The last ornamental plant I will discuss is the Common Camellia (Camellia japonica): an old southern gardening favorite. It blooms in early spring when not much else is blooming and adds color to what might otherwise be considered a dreary landscape.
Bloom color ranges from white to all shades of pink and red. The flower size is quite variable ranging from a two-inch diameter up to five inches. Depending upon the camellia type, flowering may start as early as October and finish as late as mid-March. The flowers on each plant will usually last three to four weeks. Visit plants.ces.ncsu.edu to read about other plants.
Maintaining a Landscape
Winter is the perfect time for landscape maintenance.
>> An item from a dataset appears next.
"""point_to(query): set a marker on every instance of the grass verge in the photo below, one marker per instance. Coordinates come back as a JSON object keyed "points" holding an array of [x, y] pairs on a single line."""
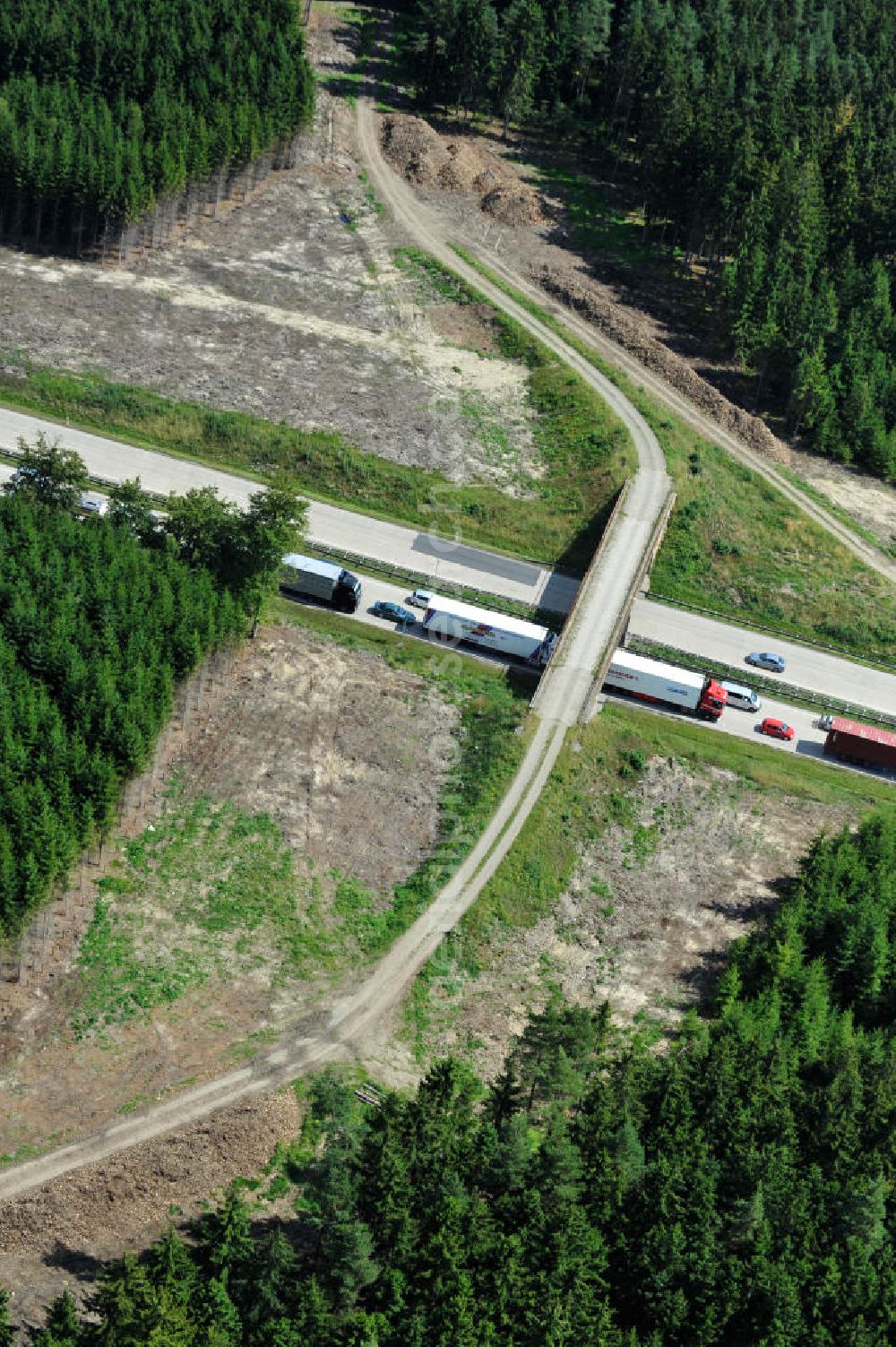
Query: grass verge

This is the ideal time to transplant trees and shrubs, prune certain types of plants, and remove dead stems and leaves.
The types of plants to prune without repercussions are evergreen-type plants: boxwoods, hollies, cedars, and juniper. The pruning window for these lies between mid-November to late February.
For flowering shrubs, pruning is dependent on when the flower blooms. Summer blooming shrubs are ones that should be pruned in winter. Summer bloomers are shrubs that bloom after the month of May. Examples of summer bloomers are butterfly bushes, Japanese spireas, and Knockout roses.
Summer blooming shrubs produce flower buds on new growth. Pruning them now in January encourages lots of new growth to develop and can result in lots of flowers.
Shrubs that should not be included in winter pruning are spring bloomers. Examples of spring bloomers are azaleas, yellow bells, and common camellia. Prune these immediately after they finish blooming. A good way to determine that a shrub is a spring bloomer is if the plant blooms before Mother’s Day.